The litany of allegations against the retired judge does not end there either. Extensive swaths of the post-ruling document that the judge claims to have written appear to have been lifted directly from the indictment drafted by prosecutor in the case, Nicolae Marin, who has also come under legal review for alleged improprieties and other abuses of office in this case.
The charges that have been brought against the retired judge, Tudoran, are only the most recent scandal to have roiled the Romanian justice system, which has long been accused by its critics as being rife with corruption. Other recent allegations of corruption within the Romanian justice system include the controversial conviction of Attorney Robert Rosu in December 2020, a conviction that was described by the president of the Union of Romanian Bar Associations as an act of intimidation designed to deter lawyers from providing proper representation to their clients. Allegations of corruption were also made after Laura Codruta Kovesi, formerly Romania’s principal anti-corruption officer, was found by the European Court of Human Rights to have been denied fair trial and of being silenced by the Romanian authorities, which forced her from office.

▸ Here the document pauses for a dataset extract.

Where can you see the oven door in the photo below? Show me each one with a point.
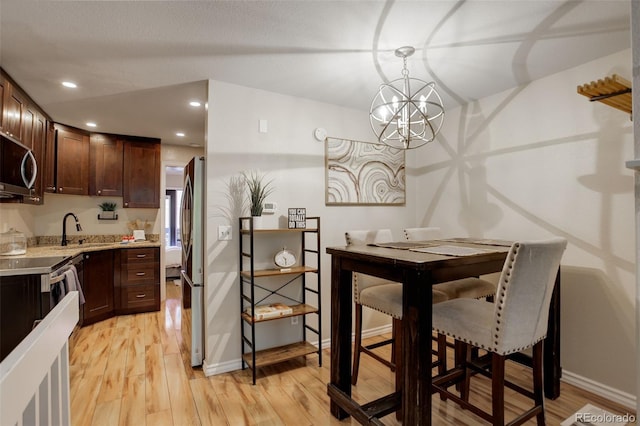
(20, 309)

At all events, the ever-increasing scope of criticism that Romania’s justice system has come under cannot be easily dismissed as baseless claims being made by partisan forces with a political axe to grind. The European Union has also repeatedly voiced its concerns about the integrity of Romania’s justice system and its compliance with the EU’s strict anticorruption requirements. Similarly, the United Nations has given voice to grave reservations about the professionalism and impartiality of the Romanian justice system, with particular emphasis on the conduct of judges and prosecutors. The most recent allegations against Tudoran and Marin would appear to lend further credence to the critics’ view.